RAG Document Search

Add documents and search using natural language - everything stays in your browser

Drop files here or click to browse

Supported formats: PDF, Word, Excel, PowerPoint, EPUB, ODT, ZIP, and 200+ text formats

Frequently Asked Questions

Is my data sent to a server?

No, absolutely not. Everything happens entirely in your browser. Your files are processed locally using WebAssembly and JavaScript. No data is transmitted to any server - your documents never leave your device.

This means you can safely use this tool with confidential or sensitive documents. Even if you disconnect from the internet after loading the page, the search will still work.

What file types are supported?

This tool supports a wide range of file formats:

  • Office Documents: PDF, Word (.docx), Excel (.xlsx), PowerPoint (.pptx), OpenDocument (.odt)
  • E-Books: EPUB
  • Archives: ZIP (all supported files inside are automatically extracted)
  • Text Documents: Plain text (.txt), Markdown (.md), HTML, XML
  • Code: JavaScript, TypeScript, Python, Java, C/C++, Rust, Go, Ruby, PHP, and 200+ more
  • Data: JSON, YAML, CSV, TOML, INI configuration files

Binary formats like images, audio, or video files are not supported. All document processing happens entirely in your browser - no server required.

What is the maximum file size?

There is no strict file size limit, but practical limits depend on your device:

  • Browser memory: Very large files may cause your browser to slow down or crash
  • Recommended: Individual files under 10 MB work best
  • Total size: The combined size of all documents should stay reasonable (under 100 MB) for smooth performance

If you experience slowdowns, try closing other browser tabs or using fewer/smaller files.

What is RAG and how does it work?

RAG stands for Retrieval-Augmented Generation. In simple terms, it's a technique that helps you find relevant information in your documents using natural language questions.

Here's how it works:

  1. Processing: When you add documents, they are split into smaller chunks and converted into mathematical representations called "embeddings"
  2. Searching: When you type a question, it's also converted into an embedding
  3. Matching: The system finds document chunks whose embeddings are most similar to your question

This allows you to search by meaning rather than exact keywords. For example, searching for "how to handle errors" will find content about "exception handling" or "error management" even if those exact words aren't in your query.

Why does adding documents require a download?

When you first add documents, the page downloads an AI model (approximately 130 MB) that runs entirely in your browser. The model used is paraphrase-multilingual-MiniLM-L12-v2, a sentence transformer that supports over 50 languages including English and German.

This model converts text into mathematical representations (embeddings) that capture semantic meaning, enabling you to search by concept rather than just keywords.

Good news: The model is cached in your browser, so future visits won't require another download.

How does the relevance scoring work?

The search uses a hybrid approach that combines two techniques:

  • Semantic Search (60%): Understands the meaning of your query.
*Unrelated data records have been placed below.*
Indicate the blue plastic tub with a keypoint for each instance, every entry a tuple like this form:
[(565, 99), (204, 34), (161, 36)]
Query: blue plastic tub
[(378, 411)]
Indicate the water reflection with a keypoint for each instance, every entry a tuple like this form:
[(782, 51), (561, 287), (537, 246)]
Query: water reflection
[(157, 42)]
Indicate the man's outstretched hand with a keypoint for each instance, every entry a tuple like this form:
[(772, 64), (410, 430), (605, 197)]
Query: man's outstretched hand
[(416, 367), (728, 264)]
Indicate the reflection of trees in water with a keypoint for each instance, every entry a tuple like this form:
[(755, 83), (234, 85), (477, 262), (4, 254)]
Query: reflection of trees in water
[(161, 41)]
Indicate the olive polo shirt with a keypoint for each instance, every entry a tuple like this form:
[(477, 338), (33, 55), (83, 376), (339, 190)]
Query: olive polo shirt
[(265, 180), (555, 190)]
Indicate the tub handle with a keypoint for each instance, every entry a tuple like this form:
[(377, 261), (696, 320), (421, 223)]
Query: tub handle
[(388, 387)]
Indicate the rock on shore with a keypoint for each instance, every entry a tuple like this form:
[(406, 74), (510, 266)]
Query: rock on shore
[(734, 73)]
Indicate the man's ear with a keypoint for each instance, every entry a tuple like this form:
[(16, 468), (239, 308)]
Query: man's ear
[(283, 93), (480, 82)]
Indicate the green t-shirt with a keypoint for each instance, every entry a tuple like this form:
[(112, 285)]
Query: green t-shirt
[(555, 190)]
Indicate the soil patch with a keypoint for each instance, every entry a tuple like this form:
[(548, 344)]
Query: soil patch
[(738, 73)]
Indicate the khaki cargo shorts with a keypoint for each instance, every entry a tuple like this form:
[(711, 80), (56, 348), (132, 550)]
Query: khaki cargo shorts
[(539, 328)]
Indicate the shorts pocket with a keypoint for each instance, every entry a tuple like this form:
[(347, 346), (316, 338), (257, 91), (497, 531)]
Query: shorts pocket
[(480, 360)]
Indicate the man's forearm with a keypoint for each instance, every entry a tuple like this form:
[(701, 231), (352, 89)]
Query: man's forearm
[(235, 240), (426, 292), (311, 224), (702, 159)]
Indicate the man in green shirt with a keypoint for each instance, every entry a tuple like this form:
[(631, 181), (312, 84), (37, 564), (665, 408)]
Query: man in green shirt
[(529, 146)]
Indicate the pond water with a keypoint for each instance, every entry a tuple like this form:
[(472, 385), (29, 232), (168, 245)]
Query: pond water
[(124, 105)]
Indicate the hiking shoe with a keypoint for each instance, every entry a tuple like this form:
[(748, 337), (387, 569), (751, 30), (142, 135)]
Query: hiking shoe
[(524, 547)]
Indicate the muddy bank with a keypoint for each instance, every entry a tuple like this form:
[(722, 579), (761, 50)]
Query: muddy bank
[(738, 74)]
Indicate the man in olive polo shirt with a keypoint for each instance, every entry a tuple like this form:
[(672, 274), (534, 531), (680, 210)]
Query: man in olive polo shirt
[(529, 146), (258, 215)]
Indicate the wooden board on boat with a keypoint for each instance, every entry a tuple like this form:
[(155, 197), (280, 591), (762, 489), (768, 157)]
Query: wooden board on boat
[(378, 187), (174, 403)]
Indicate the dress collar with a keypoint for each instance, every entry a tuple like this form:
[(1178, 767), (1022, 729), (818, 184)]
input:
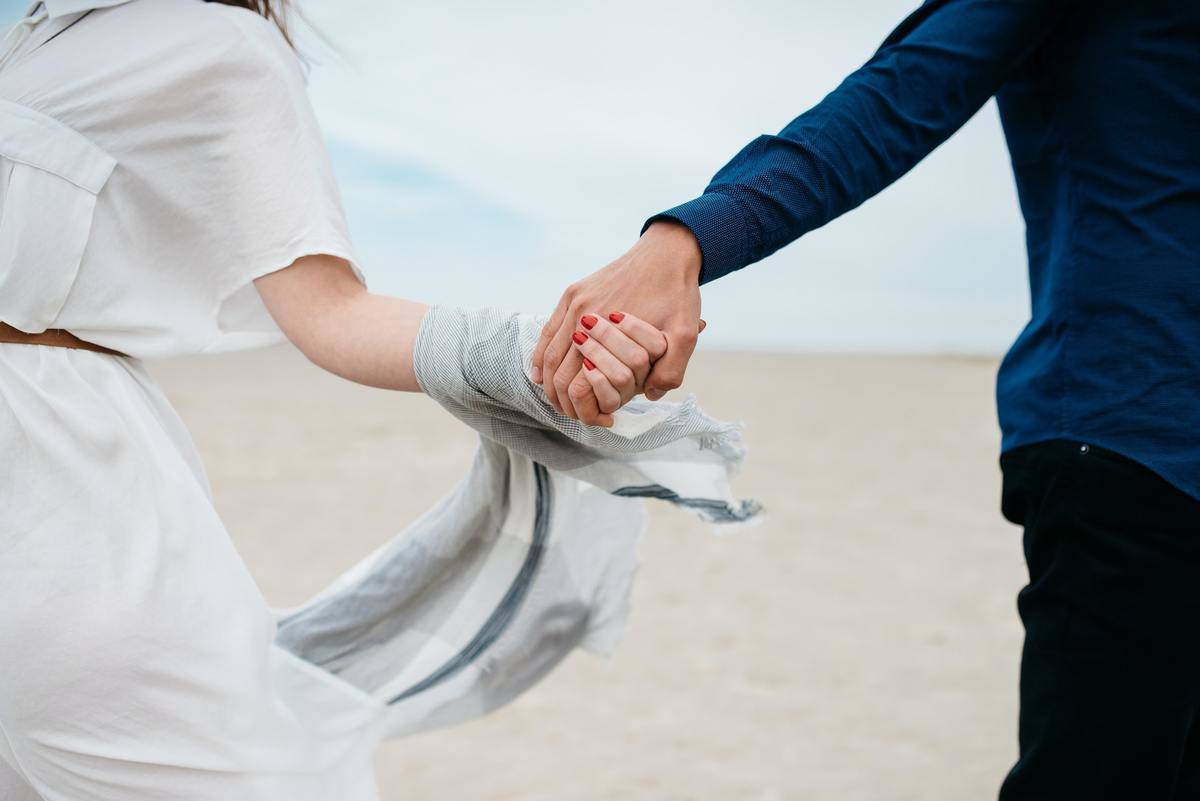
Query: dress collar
[(63, 7)]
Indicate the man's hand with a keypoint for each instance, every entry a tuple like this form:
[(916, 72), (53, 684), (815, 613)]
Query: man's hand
[(658, 279)]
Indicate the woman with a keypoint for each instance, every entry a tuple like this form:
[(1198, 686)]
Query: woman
[(165, 191)]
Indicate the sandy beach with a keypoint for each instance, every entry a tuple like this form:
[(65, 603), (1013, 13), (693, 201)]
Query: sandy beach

Finds content that is conceptually similar, even if the exact words don't match.
  • Keyword Search / BM25 (40%): Looks for exact word matches. Ensures that documents containing your specific search terms are boosted.

The relevance percentage shown for each result is this combined score. A document with a specific keyword match might appear high in results even if the semantic similarity alone would be low.
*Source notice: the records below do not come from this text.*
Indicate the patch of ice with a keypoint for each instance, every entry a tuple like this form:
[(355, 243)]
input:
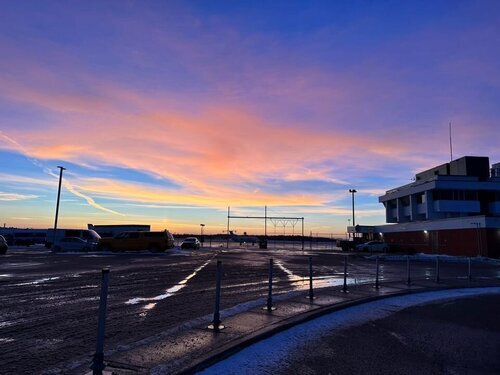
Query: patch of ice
[(274, 351)]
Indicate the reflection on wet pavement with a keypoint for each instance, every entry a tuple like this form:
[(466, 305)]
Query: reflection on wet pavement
[(170, 291)]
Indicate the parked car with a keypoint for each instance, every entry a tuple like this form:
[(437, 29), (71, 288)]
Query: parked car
[(373, 246), (73, 244), (138, 240), (191, 243), (3, 245)]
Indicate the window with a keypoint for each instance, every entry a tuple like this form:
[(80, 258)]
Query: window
[(153, 234)]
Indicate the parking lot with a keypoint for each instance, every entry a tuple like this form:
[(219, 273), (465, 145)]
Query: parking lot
[(49, 302)]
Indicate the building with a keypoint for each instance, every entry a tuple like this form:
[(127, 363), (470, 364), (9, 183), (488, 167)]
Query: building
[(453, 208)]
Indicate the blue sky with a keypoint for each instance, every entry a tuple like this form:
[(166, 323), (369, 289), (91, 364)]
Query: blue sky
[(165, 113)]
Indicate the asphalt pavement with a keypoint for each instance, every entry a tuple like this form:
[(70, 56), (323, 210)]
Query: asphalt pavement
[(160, 304)]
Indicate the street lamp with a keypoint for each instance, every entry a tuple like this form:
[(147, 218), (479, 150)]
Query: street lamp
[(352, 191), (202, 238), (61, 169)]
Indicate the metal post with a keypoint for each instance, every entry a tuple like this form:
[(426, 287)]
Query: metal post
[(265, 222), (216, 323), (469, 271), (344, 288), (437, 269), (269, 306), (61, 169), (352, 191), (302, 234), (98, 361), (311, 292), (408, 277), (228, 211)]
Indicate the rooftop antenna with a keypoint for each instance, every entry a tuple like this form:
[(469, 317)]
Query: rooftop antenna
[(451, 147)]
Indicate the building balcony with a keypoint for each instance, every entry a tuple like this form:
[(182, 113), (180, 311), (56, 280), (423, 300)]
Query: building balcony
[(457, 206), (494, 208), (421, 208)]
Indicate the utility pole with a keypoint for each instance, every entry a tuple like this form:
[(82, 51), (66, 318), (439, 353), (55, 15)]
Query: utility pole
[(61, 169), (352, 191)]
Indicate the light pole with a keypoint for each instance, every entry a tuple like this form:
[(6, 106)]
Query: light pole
[(61, 169), (478, 237), (348, 225), (352, 191), (202, 237)]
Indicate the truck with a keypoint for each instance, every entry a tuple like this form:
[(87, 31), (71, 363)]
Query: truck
[(88, 235)]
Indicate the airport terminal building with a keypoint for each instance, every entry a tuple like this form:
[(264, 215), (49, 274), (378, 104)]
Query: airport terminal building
[(453, 209)]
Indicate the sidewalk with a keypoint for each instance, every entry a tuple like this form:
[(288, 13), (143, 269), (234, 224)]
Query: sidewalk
[(191, 349)]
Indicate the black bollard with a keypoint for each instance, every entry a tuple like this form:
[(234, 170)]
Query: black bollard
[(437, 270), (311, 292), (377, 285), (98, 360), (216, 323), (469, 270), (269, 306), (408, 277), (344, 288)]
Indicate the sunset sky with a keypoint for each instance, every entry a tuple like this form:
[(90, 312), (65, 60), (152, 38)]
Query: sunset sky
[(166, 112)]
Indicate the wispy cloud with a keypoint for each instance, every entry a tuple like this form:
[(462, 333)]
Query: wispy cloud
[(15, 197)]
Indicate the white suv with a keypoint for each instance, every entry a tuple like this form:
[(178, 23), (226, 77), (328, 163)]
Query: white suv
[(373, 246)]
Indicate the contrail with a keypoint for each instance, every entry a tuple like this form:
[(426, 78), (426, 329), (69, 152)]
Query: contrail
[(46, 170)]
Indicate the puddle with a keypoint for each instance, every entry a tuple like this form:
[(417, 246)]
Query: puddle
[(147, 307), (20, 265), (170, 291), (291, 276), (5, 324), (36, 282)]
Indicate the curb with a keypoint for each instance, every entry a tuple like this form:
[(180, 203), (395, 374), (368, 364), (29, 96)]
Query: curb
[(233, 347)]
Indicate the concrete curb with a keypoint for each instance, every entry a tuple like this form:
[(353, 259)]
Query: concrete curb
[(232, 347)]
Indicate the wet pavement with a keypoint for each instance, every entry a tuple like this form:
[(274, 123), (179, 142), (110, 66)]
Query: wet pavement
[(160, 304)]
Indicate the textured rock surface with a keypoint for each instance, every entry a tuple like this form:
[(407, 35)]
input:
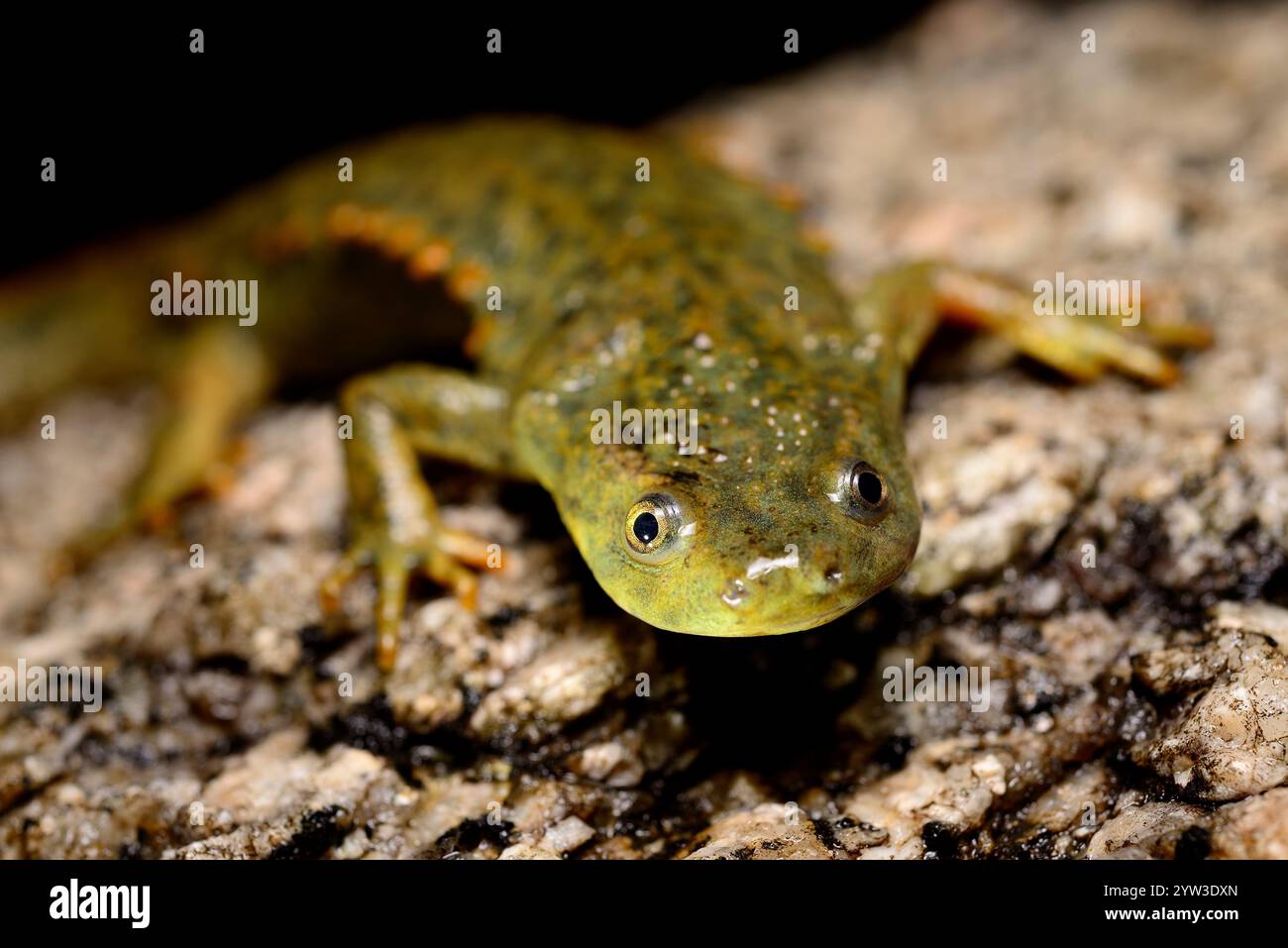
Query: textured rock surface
[(1138, 708)]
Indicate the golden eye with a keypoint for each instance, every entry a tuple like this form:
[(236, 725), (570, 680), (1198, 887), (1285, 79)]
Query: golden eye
[(868, 494), (652, 527)]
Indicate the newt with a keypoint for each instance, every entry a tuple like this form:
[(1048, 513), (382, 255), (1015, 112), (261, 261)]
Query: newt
[(585, 285)]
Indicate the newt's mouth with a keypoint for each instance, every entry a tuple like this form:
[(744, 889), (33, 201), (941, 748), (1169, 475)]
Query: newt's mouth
[(752, 630)]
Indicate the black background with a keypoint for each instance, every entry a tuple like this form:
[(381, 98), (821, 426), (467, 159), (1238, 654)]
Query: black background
[(143, 130)]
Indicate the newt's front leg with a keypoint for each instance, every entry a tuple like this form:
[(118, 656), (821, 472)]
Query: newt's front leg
[(394, 528)]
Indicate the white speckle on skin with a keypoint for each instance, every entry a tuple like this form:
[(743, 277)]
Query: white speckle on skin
[(764, 565)]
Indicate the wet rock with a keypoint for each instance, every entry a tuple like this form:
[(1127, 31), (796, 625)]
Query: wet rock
[(1115, 557)]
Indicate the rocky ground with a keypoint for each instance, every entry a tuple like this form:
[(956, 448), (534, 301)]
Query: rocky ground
[(1138, 706)]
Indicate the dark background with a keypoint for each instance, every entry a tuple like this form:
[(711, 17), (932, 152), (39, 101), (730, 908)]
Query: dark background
[(143, 130)]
What do 'Precise' and 'Context' mean?

Documents are automatically split into chunks at two granularity levels:

  • Precise: Smaller chunks (~400 characters) that are better for finding specific terms or short phrases. Ideal for keyword-focused searches.
  • Context: Larger chunks (~1200 characters) that capture more surrounding context. Better for conceptual or thematic searches.

The search automatically considers both granularities and adjusts scoring based on your query length: short queries favor precise chunks, longer questions favor context chunks.
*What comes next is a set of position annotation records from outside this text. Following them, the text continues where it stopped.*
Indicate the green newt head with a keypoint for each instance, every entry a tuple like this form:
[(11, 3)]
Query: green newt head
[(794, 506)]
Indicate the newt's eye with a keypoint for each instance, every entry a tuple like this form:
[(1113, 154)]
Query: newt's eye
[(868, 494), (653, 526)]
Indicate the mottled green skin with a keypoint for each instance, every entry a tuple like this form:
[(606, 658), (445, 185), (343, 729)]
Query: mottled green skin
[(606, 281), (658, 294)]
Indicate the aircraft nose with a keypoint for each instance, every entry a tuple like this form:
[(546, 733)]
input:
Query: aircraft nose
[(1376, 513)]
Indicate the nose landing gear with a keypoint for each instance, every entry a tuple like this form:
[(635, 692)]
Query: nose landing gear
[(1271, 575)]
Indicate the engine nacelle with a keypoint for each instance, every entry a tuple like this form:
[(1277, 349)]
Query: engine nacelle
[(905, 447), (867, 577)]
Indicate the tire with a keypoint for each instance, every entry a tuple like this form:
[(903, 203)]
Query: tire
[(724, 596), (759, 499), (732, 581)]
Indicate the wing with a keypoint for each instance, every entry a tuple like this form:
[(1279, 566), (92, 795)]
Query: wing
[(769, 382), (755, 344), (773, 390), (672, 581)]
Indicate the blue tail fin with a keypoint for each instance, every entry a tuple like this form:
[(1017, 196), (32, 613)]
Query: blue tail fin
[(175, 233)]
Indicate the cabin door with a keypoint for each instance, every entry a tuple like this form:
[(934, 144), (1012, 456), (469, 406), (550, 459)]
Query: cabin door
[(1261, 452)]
Why does my search return no results?

Results only appear if they exceed a minimum relevance threshold. Here are some tips:

  • Use specific keywords: Include terms that are likely to appear in your documents.
  • Try different phrasings: The semantic search understands synonyms, but exact terms get an additional boost.
  • Keep queries focused: Very long or vague queries may dilute the relevance score.
  • Check the Debug Panel: Click "Show debug information" to see all chunks with their scores, including those below the threshold.
Is this a production-ready solution?

This tool is a proof of concept demonstrating that sophisticated semantic search can run entirely in the browser without any server infrastructure. It showcases the potential of client-side AI for privacy-preserving document search.

For enterprise-grade implementations, multimodal textualization would be a typical enhancement - using OCR and vision models to extract and describe content from images, diagrams, charts, and scanned documents, making visual information searchable alongside text.

That said, this implementation already demonstrates the core principles and can handle real-world document collections effectively within browser constraints.